Donald Rumsfeld keeps his cool in The Unknown Known

Early in his career, Errol Morris made documentary portraits of ordinary Americans—grieving pet owners, Texas convicts, the residents of a small Florida town—and made them extraordinary by simply asking the right questions and letting them reveal themselves. Lately, however, he’s been mostly interviewing political figures, who are much cagier by nature. The Fog Of War coaxed former Defense Secretary Robert McNamara into some shallow self-analysis, and soldiers who participated in or witnessed the abuses at Abu Ghraib told their stories with stoic candor in Standard Operating Procedure. But tackling another secretary of defense, Donald Rumsfeld, in The Unknown Known, Morris has finally met his match. The film is illuminating only in its utter lack of illumination—for looking deep into the eyes of someone incapable of letting his guard down and finding, predictably, nothing whatsoever.

Opening with Rumsfeld reading an excerpt from one of his numerous internal memos (dubbed “snowflakes”), The Unknown Known does offer many opportunities for Morris to employ one of his favorite devices, which dates back to The Thin Blue Line: juxtaposing nearly abstract close-ups of documentation with the words being spoken by his interview subjects. In this case, however, the two generally concur, with Rumsfeld reciting sentences he wrote years previously and agreeing with himself in every instance. While he discusses his entire career, the emphasis, as one might expect, falls primarily on his years in the second Bush administration, particularly the failure to anticipate the 9/11 attacks and the subsequent decision to invade Iraq based on false information. Though Rumsfeld relates two different occasions on which he offered Bush his resignation, not once does he express anything like sincere contrition, or even doubt. On the contrary, he seems to view the movie as a golden opportunity to improve his image, and Morris’ occasional efforts at being combative get deflected with the offhanded savvy of a tennis champion.
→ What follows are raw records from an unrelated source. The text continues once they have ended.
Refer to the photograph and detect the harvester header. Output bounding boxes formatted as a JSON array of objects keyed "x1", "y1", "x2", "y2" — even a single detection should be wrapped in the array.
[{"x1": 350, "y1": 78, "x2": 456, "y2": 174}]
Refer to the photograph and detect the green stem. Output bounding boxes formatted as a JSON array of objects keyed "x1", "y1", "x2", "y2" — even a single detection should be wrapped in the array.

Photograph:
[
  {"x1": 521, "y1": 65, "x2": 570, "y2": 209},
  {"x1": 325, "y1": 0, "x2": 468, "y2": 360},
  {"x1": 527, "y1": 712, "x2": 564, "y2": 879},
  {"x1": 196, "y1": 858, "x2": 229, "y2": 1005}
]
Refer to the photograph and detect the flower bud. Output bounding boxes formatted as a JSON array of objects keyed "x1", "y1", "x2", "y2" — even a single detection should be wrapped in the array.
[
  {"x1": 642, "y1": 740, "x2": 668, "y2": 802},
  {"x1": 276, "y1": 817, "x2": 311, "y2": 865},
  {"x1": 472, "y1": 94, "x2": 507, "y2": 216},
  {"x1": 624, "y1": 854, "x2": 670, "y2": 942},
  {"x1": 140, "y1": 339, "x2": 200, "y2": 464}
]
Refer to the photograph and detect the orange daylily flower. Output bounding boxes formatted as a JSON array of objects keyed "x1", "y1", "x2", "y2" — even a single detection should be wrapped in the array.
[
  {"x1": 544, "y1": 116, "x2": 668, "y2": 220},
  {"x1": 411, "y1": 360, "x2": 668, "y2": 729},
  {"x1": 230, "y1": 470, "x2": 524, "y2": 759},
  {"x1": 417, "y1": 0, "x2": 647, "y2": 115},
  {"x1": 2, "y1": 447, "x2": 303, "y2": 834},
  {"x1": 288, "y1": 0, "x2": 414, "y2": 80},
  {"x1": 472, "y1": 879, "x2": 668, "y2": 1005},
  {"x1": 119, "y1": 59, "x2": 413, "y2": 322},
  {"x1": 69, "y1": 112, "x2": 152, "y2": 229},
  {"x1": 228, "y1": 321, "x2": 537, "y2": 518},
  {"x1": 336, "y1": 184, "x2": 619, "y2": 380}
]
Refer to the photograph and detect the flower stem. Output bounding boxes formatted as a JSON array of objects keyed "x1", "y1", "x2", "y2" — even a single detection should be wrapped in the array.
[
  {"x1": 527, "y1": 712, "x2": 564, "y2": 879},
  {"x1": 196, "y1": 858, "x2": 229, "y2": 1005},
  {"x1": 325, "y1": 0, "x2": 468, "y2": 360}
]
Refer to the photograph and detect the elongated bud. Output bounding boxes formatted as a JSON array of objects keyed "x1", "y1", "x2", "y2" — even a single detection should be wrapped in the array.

The ad campaign for The Unknown Known pictures Rumsfeld with a sickly grin on his face, accompanied by copy that asks, “Why is this man smiling?” That artificial smile seems to be Rumsfeld’s reflexive way of filling a pause in the conversation—of trying to be genial—and Morris starts deliberately creating dead air in order to prompt it, which is a bit underhanded. More substantively, he also impeaches Rumsfeld several times by following his remarks with TV news clips that contradict what he just said, but Jon Stewart does that sort of thing four nights a week on The Daily Show. Morris has never made a bad or uninteresting movie, but this one comes as close as he ever has to being fundamentally pointless—just a typical Rumsfeld briefing shot with a much better camera and inflected with some polite skepticism. It’s fascinating to watch a man give away so little for so long, but you learn nothing you didn’t already know.